Once the mortar has set, it's time to grout the joints.

  1. Remove all spacers throughout the floor. Vacuum or sweep the floor, if necessary. Remove any high spots in the mortar between each tile.
  2. Apply a presealer if required by your manufacturer (such as for concrete pavers or Saltillo). Follow all the manufacturer's application instructions.
  3. Mix the grout according to the manufacturer's instructions. Only mix as much grout as you'll use in 30 minutes. Always wear rubber gloves and any other equipment as recommended by the grout manufacturer.
  4. Start in one corner of the room. Spread the grout across the face of the tile and force down into each joint with a squeegee or rubber grout float. Scrape away excess grout from the face of the tile.
    Do not spread too much at a time as you do not want the grout to be too hard to clean off the surface of the tile. Discard grout after 30 minutes or when it becomes stiff. Never add water to soften stiffening grout.
  5. Leave all movement joints ungrouted. You will fill these later with caulk.

Clean up The Floor

You can begin cleaning up the floor as soon as the grout begins to set, usually 15 to 20 minutes after you've applied it.

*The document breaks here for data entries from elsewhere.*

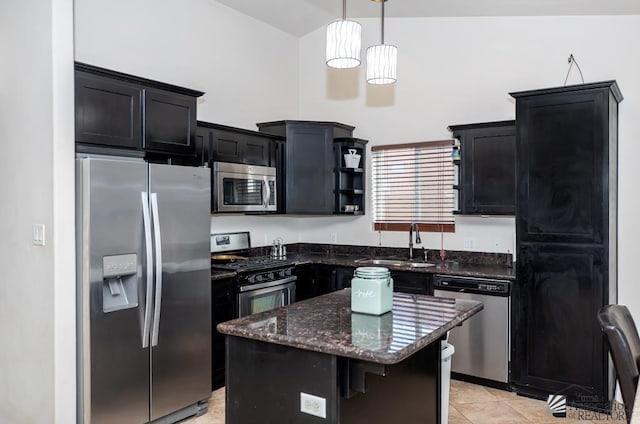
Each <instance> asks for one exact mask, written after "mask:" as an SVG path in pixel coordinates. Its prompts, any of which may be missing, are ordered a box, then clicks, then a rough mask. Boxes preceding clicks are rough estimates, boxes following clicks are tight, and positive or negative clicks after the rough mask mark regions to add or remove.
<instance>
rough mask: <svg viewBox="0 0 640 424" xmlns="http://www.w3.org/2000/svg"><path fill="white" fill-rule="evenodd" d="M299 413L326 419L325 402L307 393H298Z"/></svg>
mask: <svg viewBox="0 0 640 424" xmlns="http://www.w3.org/2000/svg"><path fill="white" fill-rule="evenodd" d="M300 412H304V413H305V414H309V415H313V416H315V417H320V418H327V400H326V399H325V398H321V397H318V396H314V395H310V394H308V393H304V392H300Z"/></svg>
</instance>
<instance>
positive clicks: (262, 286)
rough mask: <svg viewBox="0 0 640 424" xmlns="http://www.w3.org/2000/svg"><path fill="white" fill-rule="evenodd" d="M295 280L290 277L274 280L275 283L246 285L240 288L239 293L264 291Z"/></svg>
mask: <svg viewBox="0 0 640 424" xmlns="http://www.w3.org/2000/svg"><path fill="white" fill-rule="evenodd" d="M297 279H298V277H296V276H291V277H287V278H282V279H280V280H276V281H269V282H266V283H258V284H248V285H246V286H240V293H245V292H248V291H253V290H260V289H266V288H268V287H276V286H281V285H283V284H287V283H291V282H294V281H296V280H297Z"/></svg>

  1. With a sponge and bucket of clean water, gently wipe away all grout from the face of the tile. Do NOT gouge the grout from the joints. Avoid dripping water into the grout joints during cleaning. Replace the water as it gets dirty.

Install on Stairs

Safety is a major concern when installing tile or stone on stairs. For installation instructions and safety information, see the full Installing Tile and Stone Flooring guide on FindAnyFloor.com.

Install Around Brickwork

When installing around brickwork (such as fireplaces) you can:

  • Undercut the brickwork and install tile underneath. The brickwork will cover all expansion spacing.
  • Install flush with brickwork and use end molding to hide the expansion spacing.

Caulk Movement Joints

Use a matching flexible caulk to fill all movement joints throughout the floor.

Let The Floor Cure

Let the entire floor cure for 72 hours. Do not walk excessively or put anything on the newly tiled floor during this time.